The Local Public Offering exemption provides an offline option for small businesses, for example, those in tight knit or rural communities where internet access or usage may be limited. The exemption is not available for all types of companies (the rules specifically prohibit use by certain real estate companies, issuers of asset-backed securities, REITs and marketplace lenders, among others). In addition, only equity, debt and royalty stream instruments can be offered.

Flexible escrow arrangements

Requiring issuers to engage an escrow agent to conduct intrastate offerings has presented problems in many jurisdictions, particularly when the escrow agent is required to be a bank (entities which generally, and institutionally, have been reluctant to engage in crowdfunding transactions on a one-off basis), that is registered and located within the State.
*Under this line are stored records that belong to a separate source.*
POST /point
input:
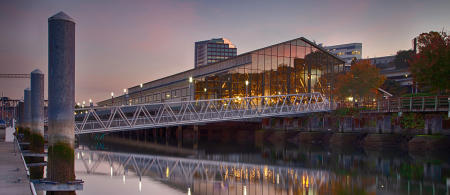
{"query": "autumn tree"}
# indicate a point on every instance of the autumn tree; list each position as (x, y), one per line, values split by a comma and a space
(361, 81)
(430, 67)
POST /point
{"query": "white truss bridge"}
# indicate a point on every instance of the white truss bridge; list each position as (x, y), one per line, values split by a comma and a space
(154, 115)
(167, 168)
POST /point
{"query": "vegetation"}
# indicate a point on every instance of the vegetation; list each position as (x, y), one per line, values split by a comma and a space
(431, 66)
(361, 81)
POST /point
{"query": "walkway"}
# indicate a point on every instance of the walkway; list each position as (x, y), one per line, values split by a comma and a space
(13, 177)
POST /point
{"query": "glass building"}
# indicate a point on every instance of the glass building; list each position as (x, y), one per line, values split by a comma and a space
(295, 66)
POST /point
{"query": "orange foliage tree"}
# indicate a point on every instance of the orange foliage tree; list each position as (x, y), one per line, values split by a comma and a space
(360, 82)
(431, 66)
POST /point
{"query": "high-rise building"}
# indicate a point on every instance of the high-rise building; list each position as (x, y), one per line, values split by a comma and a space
(214, 50)
(347, 52)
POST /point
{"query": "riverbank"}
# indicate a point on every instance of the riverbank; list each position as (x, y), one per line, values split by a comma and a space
(13, 177)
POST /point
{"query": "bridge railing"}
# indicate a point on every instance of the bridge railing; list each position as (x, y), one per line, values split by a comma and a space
(97, 119)
(411, 104)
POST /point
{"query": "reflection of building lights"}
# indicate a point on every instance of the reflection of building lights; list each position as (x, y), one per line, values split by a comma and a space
(167, 172)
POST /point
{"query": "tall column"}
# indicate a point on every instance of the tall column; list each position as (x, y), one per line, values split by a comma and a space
(37, 122)
(27, 109)
(37, 102)
(61, 99)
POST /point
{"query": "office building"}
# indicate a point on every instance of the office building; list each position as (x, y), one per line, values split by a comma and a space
(212, 51)
(347, 52)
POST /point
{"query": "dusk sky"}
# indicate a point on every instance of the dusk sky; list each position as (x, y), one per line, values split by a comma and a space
(123, 43)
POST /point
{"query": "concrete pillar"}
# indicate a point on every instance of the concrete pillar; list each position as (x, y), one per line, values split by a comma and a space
(195, 138)
(154, 135)
(27, 108)
(180, 136)
(61, 97)
(37, 122)
(37, 102)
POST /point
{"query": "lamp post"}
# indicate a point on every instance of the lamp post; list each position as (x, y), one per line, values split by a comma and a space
(112, 98)
(246, 88)
(125, 97)
(140, 92)
(190, 91)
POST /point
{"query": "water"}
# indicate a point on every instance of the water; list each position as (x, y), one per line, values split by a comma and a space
(121, 166)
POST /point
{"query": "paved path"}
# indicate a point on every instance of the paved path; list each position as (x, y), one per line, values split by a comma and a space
(13, 177)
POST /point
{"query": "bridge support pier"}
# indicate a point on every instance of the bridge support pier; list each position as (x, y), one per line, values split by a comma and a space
(384, 124)
(180, 136)
(195, 138)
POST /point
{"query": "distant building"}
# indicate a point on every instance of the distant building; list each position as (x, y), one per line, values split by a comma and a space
(347, 52)
(212, 51)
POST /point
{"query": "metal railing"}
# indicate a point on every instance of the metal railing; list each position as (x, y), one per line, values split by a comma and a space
(132, 117)
(411, 104)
While issuers are required to use an escrow agent for all offerings under NC PACES, there is significant flexibility in who can serve in that capacity. The rules permit out-of-state escrow agents, making it possible for local issuers to use standardized fintech software and service providers to facilitate their offerings. They also allow broker-dealers and certain North Carolina law firms to act as escrow agents.
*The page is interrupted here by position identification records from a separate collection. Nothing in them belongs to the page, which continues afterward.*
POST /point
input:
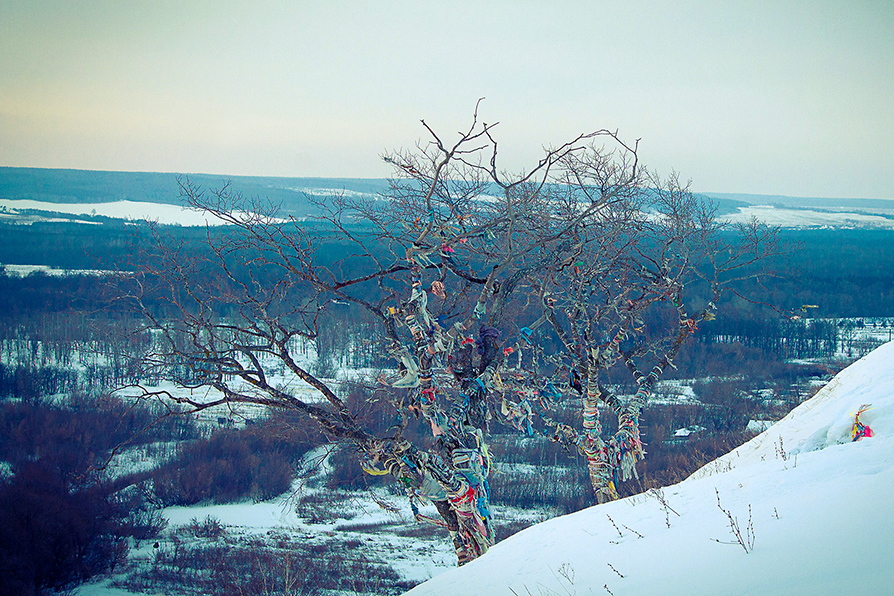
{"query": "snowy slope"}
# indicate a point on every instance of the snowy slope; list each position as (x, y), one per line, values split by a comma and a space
(819, 516)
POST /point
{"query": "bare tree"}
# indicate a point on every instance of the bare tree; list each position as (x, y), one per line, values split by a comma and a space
(498, 295)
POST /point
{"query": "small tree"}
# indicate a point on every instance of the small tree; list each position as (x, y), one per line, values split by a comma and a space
(499, 296)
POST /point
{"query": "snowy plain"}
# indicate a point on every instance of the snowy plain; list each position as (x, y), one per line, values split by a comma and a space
(801, 218)
(811, 507)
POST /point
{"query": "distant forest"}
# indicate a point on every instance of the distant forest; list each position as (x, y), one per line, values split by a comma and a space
(845, 273)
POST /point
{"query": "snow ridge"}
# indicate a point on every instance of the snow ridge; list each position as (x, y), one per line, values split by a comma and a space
(810, 504)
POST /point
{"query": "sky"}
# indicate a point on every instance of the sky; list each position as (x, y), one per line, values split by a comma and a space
(779, 97)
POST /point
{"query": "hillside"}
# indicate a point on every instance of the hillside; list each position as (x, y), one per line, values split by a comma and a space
(811, 507)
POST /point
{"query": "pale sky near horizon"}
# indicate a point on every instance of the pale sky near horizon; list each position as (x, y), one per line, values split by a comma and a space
(776, 97)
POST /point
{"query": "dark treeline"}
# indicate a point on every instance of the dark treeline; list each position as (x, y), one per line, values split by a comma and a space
(63, 517)
(845, 273)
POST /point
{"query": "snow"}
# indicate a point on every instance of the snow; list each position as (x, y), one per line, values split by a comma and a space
(808, 218)
(127, 210)
(758, 426)
(811, 506)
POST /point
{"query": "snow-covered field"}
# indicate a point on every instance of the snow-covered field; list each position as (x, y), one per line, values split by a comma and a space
(808, 218)
(800, 509)
(178, 215)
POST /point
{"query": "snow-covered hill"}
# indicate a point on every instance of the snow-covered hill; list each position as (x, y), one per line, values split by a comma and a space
(811, 506)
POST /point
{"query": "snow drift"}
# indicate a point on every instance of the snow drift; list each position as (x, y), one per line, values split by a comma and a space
(810, 505)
Companies can “go it alone”

Unlike Regulation Crowdfunding and rules imposed by most other states, North Carolina issuers are not required to use a funding portal or a registered broker-dealer to facilitate an offering. Instead, a North Carolina company can elect to “go it alone” to conduct a Local Public Offering or use its own website to create the “platform” for a larger offering. This flexibility, combined with looser offering mechanics for Local Public Offerings, could significantly reduce costs and eliminate many barriers to entry for many North Carolina companies (particularly those located outside of major cities).

What’s next?

NC PACES could have a significant and meaningful impact on the ability of companies to raise capital. Full implementation of the rules in North Carolina will be tied to effectiveness of the new Rule 147A that goes into effect on April 20, so the offering mechanics have yet to be tested. It is critical for companies and investors to learn more about the limitations and requirements imposed by the rules —it’s simply not possible to fully summarize all of the requirements here. The hope is that raising capital from clients, customers, friends and neighbors just got much easier in North Carolina.
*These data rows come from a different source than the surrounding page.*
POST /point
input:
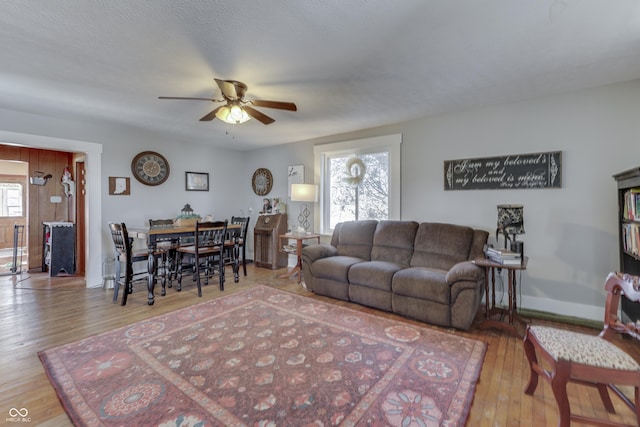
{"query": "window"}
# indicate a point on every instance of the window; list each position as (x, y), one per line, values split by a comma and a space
(358, 180)
(11, 199)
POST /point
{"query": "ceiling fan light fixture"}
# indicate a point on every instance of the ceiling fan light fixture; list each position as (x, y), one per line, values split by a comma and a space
(233, 114)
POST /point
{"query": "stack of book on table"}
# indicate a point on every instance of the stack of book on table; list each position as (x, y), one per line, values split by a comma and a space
(504, 256)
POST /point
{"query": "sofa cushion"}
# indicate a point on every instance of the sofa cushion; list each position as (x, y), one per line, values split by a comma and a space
(355, 238)
(393, 241)
(334, 268)
(441, 246)
(373, 274)
(422, 283)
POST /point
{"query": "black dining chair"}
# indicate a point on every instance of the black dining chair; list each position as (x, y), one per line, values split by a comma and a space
(241, 238)
(206, 255)
(124, 254)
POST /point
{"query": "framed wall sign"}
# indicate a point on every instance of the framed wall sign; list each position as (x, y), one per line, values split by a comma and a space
(119, 186)
(516, 171)
(196, 181)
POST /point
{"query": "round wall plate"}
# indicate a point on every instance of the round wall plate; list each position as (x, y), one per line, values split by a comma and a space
(262, 181)
(150, 168)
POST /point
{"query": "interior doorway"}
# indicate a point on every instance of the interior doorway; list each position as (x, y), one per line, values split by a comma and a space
(14, 254)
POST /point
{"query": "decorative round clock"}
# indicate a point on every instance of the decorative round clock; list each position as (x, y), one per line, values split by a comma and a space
(150, 168)
(262, 181)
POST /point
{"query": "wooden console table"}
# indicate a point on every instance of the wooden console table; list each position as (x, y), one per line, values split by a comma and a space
(491, 310)
(295, 250)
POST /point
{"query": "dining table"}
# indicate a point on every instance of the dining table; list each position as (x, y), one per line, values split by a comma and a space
(175, 232)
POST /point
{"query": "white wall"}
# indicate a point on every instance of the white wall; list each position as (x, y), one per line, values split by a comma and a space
(571, 232)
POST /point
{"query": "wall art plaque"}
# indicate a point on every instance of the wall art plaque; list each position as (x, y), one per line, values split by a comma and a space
(517, 171)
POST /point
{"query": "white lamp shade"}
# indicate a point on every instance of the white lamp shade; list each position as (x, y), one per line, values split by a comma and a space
(304, 193)
(233, 114)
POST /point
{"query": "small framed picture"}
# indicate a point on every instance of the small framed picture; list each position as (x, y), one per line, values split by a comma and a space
(197, 181)
(119, 186)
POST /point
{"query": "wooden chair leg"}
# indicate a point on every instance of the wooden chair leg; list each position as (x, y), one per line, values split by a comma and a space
(637, 403)
(244, 260)
(559, 380)
(530, 351)
(116, 282)
(179, 273)
(603, 390)
(197, 268)
(128, 283)
(221, 271)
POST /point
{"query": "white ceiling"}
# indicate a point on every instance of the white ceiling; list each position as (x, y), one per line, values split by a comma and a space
(348, 65)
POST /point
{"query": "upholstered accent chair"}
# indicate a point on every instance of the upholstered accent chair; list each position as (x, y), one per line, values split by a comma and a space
(586, 359)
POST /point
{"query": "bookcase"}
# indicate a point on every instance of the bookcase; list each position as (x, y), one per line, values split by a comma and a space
(629, 232)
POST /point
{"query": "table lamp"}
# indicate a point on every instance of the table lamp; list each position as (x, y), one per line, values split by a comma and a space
(511, 222)
(306, 193)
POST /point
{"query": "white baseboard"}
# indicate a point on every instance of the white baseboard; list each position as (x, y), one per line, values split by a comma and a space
(561, 308)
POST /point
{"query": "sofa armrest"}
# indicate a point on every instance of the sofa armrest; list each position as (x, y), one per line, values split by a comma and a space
(465, 270)
(312, 253)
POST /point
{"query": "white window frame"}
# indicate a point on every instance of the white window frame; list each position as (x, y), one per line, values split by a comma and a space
(389, 143)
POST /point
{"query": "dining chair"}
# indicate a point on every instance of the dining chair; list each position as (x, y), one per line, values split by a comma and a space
(124, 254)
(207, 254)
(166, 250)
(587, 359)
(241, 238)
Benji Jones, is a partner with Smith Anderson, the largest business and litigation law firm headquartered in North Carolina’s Research Triangle region.  Benji has close to 20 years’ experience advising private and public companies in a variety of corporate and securities law matters, and most recently she’s been focusing her practice on crowdfunding and fin-tech financings.  She played a critical role in the passage of North Carolina’s intrastate crowdfunding exemption (NC PACES).

The content contained on this article does not provide, and should not be relied upon as, legal advice. It does not convey an offer to represent you or an attorney-client relationship. All uses of the content contained in this article, other than for personal use, are prohibited.